As the US Government has increased the pressure on hospitals and physicians to advance their healthcare information technologies, problems and deficiencies have been exposed such as: lack of interoperability between Emergency Medical Retrieval (EMR) vendors, Health Information Exchanges (HIEs) and Accountable Care Organizations (ACOs), inaccurate patient record matching, 8-10% national duplicate record rate, and multiple patient identities.

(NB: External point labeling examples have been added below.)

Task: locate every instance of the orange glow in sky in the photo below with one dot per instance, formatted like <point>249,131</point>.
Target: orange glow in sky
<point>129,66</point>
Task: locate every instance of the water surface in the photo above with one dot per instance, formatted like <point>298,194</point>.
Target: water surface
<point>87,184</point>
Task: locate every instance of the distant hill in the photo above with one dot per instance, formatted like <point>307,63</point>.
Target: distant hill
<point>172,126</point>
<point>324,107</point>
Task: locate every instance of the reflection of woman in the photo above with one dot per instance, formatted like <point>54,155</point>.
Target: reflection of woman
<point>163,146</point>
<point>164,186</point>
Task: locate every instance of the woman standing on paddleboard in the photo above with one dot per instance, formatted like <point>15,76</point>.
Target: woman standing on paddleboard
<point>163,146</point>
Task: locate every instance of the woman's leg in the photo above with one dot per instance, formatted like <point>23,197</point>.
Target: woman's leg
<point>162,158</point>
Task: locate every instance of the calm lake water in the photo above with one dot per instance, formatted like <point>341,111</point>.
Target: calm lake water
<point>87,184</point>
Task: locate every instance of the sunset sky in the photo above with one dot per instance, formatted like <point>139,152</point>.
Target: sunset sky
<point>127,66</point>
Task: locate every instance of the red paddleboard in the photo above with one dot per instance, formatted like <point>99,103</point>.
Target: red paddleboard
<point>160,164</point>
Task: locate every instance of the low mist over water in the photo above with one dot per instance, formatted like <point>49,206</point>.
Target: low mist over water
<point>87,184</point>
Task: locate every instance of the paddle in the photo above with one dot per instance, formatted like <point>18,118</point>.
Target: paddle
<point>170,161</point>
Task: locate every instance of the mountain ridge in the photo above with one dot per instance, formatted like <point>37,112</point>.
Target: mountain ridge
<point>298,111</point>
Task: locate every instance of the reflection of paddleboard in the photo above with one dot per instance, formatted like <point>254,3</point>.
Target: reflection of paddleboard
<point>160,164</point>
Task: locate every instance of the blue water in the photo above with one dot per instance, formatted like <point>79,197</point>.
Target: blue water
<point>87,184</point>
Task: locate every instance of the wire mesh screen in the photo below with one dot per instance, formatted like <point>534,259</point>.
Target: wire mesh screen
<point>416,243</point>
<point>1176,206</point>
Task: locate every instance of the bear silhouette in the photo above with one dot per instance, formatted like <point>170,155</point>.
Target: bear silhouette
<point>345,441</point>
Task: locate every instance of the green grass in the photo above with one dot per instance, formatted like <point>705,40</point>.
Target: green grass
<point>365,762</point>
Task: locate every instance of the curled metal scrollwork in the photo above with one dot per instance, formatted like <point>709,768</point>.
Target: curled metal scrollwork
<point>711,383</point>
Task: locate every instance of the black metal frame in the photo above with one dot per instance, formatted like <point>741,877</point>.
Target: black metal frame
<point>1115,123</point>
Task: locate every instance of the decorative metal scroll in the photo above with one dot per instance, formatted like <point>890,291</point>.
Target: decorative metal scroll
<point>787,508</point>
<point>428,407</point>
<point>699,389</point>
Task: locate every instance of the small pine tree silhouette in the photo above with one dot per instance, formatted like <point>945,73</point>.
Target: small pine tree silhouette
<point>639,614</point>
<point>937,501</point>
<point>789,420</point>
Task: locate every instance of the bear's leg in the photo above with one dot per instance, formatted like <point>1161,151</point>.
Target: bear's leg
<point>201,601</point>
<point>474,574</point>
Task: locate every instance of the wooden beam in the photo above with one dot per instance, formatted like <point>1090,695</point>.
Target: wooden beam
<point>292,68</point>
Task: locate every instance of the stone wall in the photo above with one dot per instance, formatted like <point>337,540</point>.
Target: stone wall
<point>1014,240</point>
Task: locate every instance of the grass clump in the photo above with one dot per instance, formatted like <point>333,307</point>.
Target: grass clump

Other key problems include poor authentication mechanisms to access patient health care information used by most insurance carriers and government healthcare agencies. Such authentication mechanisms are often missing multi-factor authentication, using insecure magnetic stripe cards, and/or lacking service validation before payment is rendered. These registration and authentication mechanisms that use insecure magnetic stripe cards lack of multi-factor authentication and/or lacking service validation before payment is rendered. This leaves the door open to fraudulent criminal activity. Multi-factor authentication is now the recommended protocol that is described as: (a) who you are, (b) what you have, and (c) what you know. Internet logins with multiple security questions are of a single-factor authentication type. Multi-factor authentication would include a security token [such as a smart card (microchip)] as what you have and a PIN code as what you know or a picture on the registration system as who you are. Additionally, insecure magnetic stripe credit cards (wherein information is stored in plain text) have led to significant criminal cyber theft including the theft of over 70 million pieces of credit card information. Medicare identity mechanisms for seniors deploy insecure identity cards with only the name and ID on the front of the card. Medicare fraud accounts for over $60-100 billion annually. Most of the Medicare fraud is the result of criminal billing fraud which would have been prevented if proper patient authentication and verification of services was delivered through patient authorization at point of service.
Additionally, any “internal ID” on medical devices such as an SKU, or product ID may be vulnerable to sequence copying. This vulnerability to medical devices has caused significant problems with fraudulent duplication of medical devices, manufactured products, and pharmaceuticals such as pills.